L’audition de l’enfant en justice

Le droit de l’enfant doté de discernement à participer aux décisions qui le concernent par son audition par le juge est reconnu tant au niveau international, européen que français. C’est ainsi que lorsque les décisions qui concernent l’enfant sont prises par le JAF (Juge aux affaires familiales), l’article 338-1 du Code Civil consacre le droit de l’enfant à être entendu par ce juge, qui doit tenir compte de l’intérêt supérieur de l’enfant dans la décision qu’il prend. Voyons quelles améliorations peuvent être mises en place en la matière en France, que ce soit pour favoriser l’accès à son audition ou à l’écoute de sa parole par le juge.

L’accès de l’enfant à son audition

Une des difficultés réside dans le fait que la notion de discernement de l’enfant fait l’objet d’une interprétation autant subjective qu’aléatoire par les juges. Notamment, l’âge de l’enfant à partir duquel il est censé avoir le discernement approprié n’est pas précisé par la loi. C’est ainsi qu’on pourrait mettre en place une présomption de discernement à partir de l’âge de 10 ans.

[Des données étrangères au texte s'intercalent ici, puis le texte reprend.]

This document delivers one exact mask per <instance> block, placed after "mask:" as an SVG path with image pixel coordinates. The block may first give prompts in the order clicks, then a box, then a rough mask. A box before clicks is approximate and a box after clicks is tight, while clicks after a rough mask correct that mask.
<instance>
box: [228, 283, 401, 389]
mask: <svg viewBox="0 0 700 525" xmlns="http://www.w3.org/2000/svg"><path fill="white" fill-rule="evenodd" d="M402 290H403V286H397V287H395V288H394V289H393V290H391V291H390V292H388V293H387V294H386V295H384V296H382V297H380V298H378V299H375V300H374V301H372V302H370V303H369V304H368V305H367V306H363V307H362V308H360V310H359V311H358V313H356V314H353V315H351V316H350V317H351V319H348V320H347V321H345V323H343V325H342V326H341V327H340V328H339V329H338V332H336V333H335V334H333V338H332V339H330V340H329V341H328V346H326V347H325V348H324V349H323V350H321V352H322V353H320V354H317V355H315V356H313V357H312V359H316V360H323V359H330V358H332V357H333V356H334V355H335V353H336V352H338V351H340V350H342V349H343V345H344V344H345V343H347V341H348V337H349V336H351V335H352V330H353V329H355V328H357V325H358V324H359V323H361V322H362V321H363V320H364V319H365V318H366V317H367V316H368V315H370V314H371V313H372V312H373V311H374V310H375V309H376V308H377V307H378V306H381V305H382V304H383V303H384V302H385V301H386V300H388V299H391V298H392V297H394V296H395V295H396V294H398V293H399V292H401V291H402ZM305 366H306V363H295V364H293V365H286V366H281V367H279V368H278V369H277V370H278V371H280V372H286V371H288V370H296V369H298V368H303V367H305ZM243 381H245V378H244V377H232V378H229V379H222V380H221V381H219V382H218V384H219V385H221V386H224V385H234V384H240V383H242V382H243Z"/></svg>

L’autre difficulté réside dans le fait que l’enfant n’a pas forcément connaissance de son droit à être entendu pour les décisions le concernant. Le soin de l’en aviser a en effet été confié aux titulaires de l’autorité parentale, donc généralement aux parents, eux-mêmes partie à la procédure, avec le risque que l’information lui soit donnée de façon orientée, et non objective. Il pourrait être pallié à cette difficulté en imposant sous peine d’irrecevabilité de la requête, un formulaire communiqué systématiquement aux enfants d’au moins 10 ans par lequel ils confirment avoir été informés de leur droit à être entendu.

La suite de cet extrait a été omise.